Il suo vissuto, così complicato e lontano da ciò che potremmo definire “una vita serena”, diviene inchiostro col quale scrivere una storia che profuma di fiducia e bellezza, arrivando dritta al cuore, allo stomaco e agli occhi, urlando a squarciagola il miracolo di essere vivi, nonostante tutto e tutti.
Il film prende come punto di partenza la Prima Intifada (fine anni ’80), ripercorrendo il modo in cui gli abitanti del campo profughi di Dheisheh vivono l’occupazione israeliana e le motivazioni che portano alle rivolte, alla successiva costruzione dei muri, ai coprifuoco infiniti e alle restrizioni. 
Behind the Fence si addentra nei meccanismi di una resistenza quotidiana, organizzata con strumenti rudimentali, sfiancata dal fatto di essere in minoranza rispetto all’esercito israeliano, ma che ha dalla propria parte un senso di comunità che nel film diviene motore di un concetto più grande e di un’insegnamento che perfora i confini del non detto e del non visto. 
Behind the fence, letteralmente “dietro la recinzione”

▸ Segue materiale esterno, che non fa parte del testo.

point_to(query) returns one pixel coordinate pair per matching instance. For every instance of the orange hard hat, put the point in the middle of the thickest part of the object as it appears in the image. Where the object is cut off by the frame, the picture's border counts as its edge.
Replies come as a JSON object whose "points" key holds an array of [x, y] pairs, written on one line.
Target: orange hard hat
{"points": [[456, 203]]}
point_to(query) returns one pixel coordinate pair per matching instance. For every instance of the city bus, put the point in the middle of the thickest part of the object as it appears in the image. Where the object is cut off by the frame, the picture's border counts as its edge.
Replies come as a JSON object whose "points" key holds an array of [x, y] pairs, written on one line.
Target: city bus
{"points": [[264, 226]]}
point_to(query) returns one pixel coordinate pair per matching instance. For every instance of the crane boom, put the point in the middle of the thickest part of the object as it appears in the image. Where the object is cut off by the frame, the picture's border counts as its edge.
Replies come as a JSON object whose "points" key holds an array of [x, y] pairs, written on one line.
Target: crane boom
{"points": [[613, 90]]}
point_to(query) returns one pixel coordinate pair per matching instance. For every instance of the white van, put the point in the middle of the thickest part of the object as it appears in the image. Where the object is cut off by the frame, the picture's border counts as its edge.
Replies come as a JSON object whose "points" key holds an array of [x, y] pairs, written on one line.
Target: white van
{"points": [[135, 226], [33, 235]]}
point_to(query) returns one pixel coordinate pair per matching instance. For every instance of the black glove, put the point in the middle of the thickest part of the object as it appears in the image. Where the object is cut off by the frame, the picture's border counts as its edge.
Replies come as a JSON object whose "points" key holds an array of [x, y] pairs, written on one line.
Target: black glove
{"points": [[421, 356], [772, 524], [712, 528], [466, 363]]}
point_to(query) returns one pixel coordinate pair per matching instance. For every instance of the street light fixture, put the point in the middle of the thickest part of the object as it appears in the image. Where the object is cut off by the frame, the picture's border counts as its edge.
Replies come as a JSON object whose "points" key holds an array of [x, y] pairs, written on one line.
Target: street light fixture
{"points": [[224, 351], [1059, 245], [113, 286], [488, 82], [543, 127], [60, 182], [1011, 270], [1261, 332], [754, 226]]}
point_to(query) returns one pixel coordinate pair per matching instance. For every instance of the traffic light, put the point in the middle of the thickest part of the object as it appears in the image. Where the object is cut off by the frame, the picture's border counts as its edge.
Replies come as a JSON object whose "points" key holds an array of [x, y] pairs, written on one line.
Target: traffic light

Quella recinzione che campeggia nel titolo del documentario si fa metafora di un muro fisico e mentale. Nel film gli intervistati esplorano questo simbolo, la sua evoluzione da rete a muro, la sensazione di essere occupati e controllati non solo nello spazio fisico ma anche in quello mentale, nell’idea stessa di aprire la finestra della propria casa e non poter guardare il cielo. Ecco allora che la volontà di abbattere e superare quel muro si carica di un significato sociale e personale, facendosi portavoce di una spersonalizzazione: i palestinesi del campo di Dheisheh devono essere comunità per essere, ovvero per esistere, poiché nell’isolamento sparirebbero come persone per essere solo delle pedine.
Assecondando questa grammatica cinematografica, la macchina da presa di Tamara Abu Laban si focalizza sui graffiti, sulle scritte, sulle strade massacrate, sui volti coraggiosi di chi lotta e nel mentre si innamora, si sposa, mette su famiglia. 
Il suo documentario è una luce che fende le macerie e si introduce dirompente nella grande Storia, quella che ancora oggi si evolve e divide, quella fatta di proiettili, persone uccise, diritti negati. C’è un filo rosso di vita, però, che cuce tutte le ferite, anche quelle impossibili da rimarginare, ed è l’umanità che nonostante tutto resiste. “Nessuno è mai morto di fame”, dice una delle intervistate in Behind the Fence, perché chi aveva la possibilità di cucinare lo faceva per tutti, le porte venivano lasciate aperte, per consentire a chiunque di trovarvi rifugio, nei muri interni delle case vi erano passaggi segreti atti a permettere lo spostamento durante il coprifuoco e se qualcuno era in pericolo tutti accorrevano in suo soccorso.
Behind the Fence: valutazione e conclusione
In poco meno di un’ora, con uno sguardo così intimo quanto sobrio, Abu Laban ci porta nel mondo che le è appartenuto, intersecando le voci dei protagonisti e le immagini del reale (recuperate da servizi giornalistici e altri materiali d’archivio, difficilissimi da reperire) con delle illustrazioni stilizzate che ammortizzano le mancanze di materiale e allo stesso tempo alleggeriscono la narrazione. Behind the Fence a raccontare la storia.
Behind the Fence è un respiro a pieni polmoni, un fiore che sboccia tra le macerie, anche quando non è ancora giunta la primavera. Una storia fatta di resistenza, perdita, memoria collettiva e orgoglio, da vedere non solo per comprendere un pezzetto dello spirito palestinese, ma anche per intendere con intimità e senza retorica il vero significato della resilienza.